KIMO Sweden has announced the winner of a SEK 10,000 scholarship for work on the impact of microplastic pollution on our seas.
Against tough competition, the judges awarded the prize to Evelina Norlin, a third-year Marine Science student from Gothenburg University.
Norlin applied for the scholarship while working on her bachelor thesis about the impact of nano- and microplastic pollution on marine vertebrate predators. She said: “I really enjoyed the work with my thesis and the scholarship offered a possibility to dive deeper and learn more about the issue with microplastics in the ocean”.
Microplastics are tiny pieces of plastic less than 5mm across. In some cases, they are so small they are invisible to the naked eye.
There are several ways microplastics enter our rivers and seas.
‘Primary microplastics’ are deliberately added to products, including cosmetics, paints and cleaning fluids.
‘Secondary microplastics’ enter the environment when other plastic materials wear down during their lifetimes, or after they are improperly discarded.
KIMO’s flagship ‘Fishing for Litter’ projects help to reduce the amount of microplastic getting into the sea by removing waste before it can break down any further.

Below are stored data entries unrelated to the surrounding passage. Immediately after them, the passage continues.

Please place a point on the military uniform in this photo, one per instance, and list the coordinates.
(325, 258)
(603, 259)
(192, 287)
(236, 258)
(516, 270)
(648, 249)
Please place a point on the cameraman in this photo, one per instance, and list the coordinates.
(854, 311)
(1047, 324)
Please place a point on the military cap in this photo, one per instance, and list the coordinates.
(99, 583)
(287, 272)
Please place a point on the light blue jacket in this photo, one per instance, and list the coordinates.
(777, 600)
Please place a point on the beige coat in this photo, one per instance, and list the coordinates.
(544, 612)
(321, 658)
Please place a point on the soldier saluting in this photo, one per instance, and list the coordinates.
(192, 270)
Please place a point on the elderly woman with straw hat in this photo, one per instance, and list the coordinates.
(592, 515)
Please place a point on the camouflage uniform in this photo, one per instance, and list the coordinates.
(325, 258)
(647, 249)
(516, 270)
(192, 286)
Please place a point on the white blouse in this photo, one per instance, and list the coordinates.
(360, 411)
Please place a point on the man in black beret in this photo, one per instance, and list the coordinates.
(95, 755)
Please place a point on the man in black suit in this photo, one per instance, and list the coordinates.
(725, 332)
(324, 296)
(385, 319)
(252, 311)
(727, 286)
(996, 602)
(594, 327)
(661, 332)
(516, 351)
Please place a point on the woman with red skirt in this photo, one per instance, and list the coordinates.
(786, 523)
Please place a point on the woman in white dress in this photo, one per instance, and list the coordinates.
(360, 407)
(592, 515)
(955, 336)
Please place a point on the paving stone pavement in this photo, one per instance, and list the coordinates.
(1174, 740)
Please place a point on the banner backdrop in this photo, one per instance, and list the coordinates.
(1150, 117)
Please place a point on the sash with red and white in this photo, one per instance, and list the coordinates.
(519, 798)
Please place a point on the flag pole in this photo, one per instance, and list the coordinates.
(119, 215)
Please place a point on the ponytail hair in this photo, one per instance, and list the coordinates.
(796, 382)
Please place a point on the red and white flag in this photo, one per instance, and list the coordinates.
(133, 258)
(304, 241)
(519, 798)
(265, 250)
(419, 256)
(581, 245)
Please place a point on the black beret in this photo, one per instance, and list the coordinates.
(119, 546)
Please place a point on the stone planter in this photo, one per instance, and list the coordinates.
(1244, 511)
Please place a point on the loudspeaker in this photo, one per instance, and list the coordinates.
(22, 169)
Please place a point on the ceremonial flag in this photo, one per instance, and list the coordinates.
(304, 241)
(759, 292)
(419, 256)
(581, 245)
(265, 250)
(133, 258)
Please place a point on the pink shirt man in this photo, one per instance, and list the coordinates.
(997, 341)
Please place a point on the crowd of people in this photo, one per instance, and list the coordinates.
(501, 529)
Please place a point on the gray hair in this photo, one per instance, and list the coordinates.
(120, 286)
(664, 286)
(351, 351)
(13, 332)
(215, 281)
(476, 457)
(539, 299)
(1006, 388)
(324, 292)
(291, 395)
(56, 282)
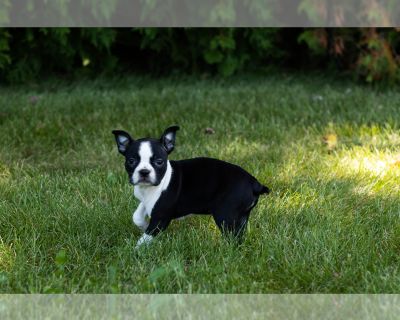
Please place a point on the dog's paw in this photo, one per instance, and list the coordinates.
(144, 239)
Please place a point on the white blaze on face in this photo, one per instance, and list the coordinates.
(145, 154)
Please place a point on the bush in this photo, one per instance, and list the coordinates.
(27, 54)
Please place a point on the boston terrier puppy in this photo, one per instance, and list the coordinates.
(169, 190)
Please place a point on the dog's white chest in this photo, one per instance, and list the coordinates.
(148, 196)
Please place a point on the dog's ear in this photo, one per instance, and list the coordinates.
(123, 140)
(168, 138)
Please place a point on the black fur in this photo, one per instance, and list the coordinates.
(199, 186)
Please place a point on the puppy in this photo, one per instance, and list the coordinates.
(169, 190)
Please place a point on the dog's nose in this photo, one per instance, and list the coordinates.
(144, 172)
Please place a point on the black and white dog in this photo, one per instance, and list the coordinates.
(172, 189)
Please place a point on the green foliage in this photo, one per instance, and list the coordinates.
(27, 54)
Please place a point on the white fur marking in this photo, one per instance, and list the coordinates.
(139, 217)
(148, 195)
(144, 239)
(145, 154)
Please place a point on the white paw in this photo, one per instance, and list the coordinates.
(140, 220)
(144, 239)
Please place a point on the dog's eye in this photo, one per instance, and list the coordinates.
(131, 161)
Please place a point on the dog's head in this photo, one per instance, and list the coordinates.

Norlin will investigate secondary microplastics from synthetic textiles and write a report for KIMO as part of her scholarship.
Emmyly Bönfors, Deputy Mayor in Gothenburg and Chair of KIMO Sweden congratulated Norlin and stressed the important role that industry must play: “The Swedish textile industry is at the forefront of sustainability. This scholarship is an opportunity to shed light on the impact the textile industry has on the marine environment.”
A passion for the sea
Norlin first became passionate about the ocean and its inhabitants while spending time on sailing ships around the world. She has made two transatlantic crossings, experiences that she says helped her to reflect on our impact on the marine environment and which led her to studying marine science.
With more people are becoming aware of the problem of plastic pollution, Norlin believes that education is incredibly important: “Marine plastic pollution is an issue where we can really make a difference, both on individual and on a higher level in the society. If people are more informed about macro- and microplastics impact on the ocean, it will probably lead to a raised consciousness about plastics and hopefully change people’s habits of plastic use.”
What can local governments do?
There is a big role for local authorities, including KIMO’s members, to play, according to Norlin: “It is important that local municipalities make it easy for people to make the right choices, for example ban single use plastics, or if not possible, always offering a better alternative.”
“Another thing is to investigate the local environment and to track the sources of plastic litter. For example, how much plastics are being washed up at the shoreline, and how much microplastics are there in the water released from the sewage treatment plants? And how can the flow of plastics to the environment be minimized?”
These are all issues that KIMO members in Sweden and across Europe are working to address.
For now, Norlin hopes that her report on textiles will reach a wide audience and may engage more people to join the fight against microplastic pollution.
KIMO Sweden will be publish Norlin’s report in the autumn.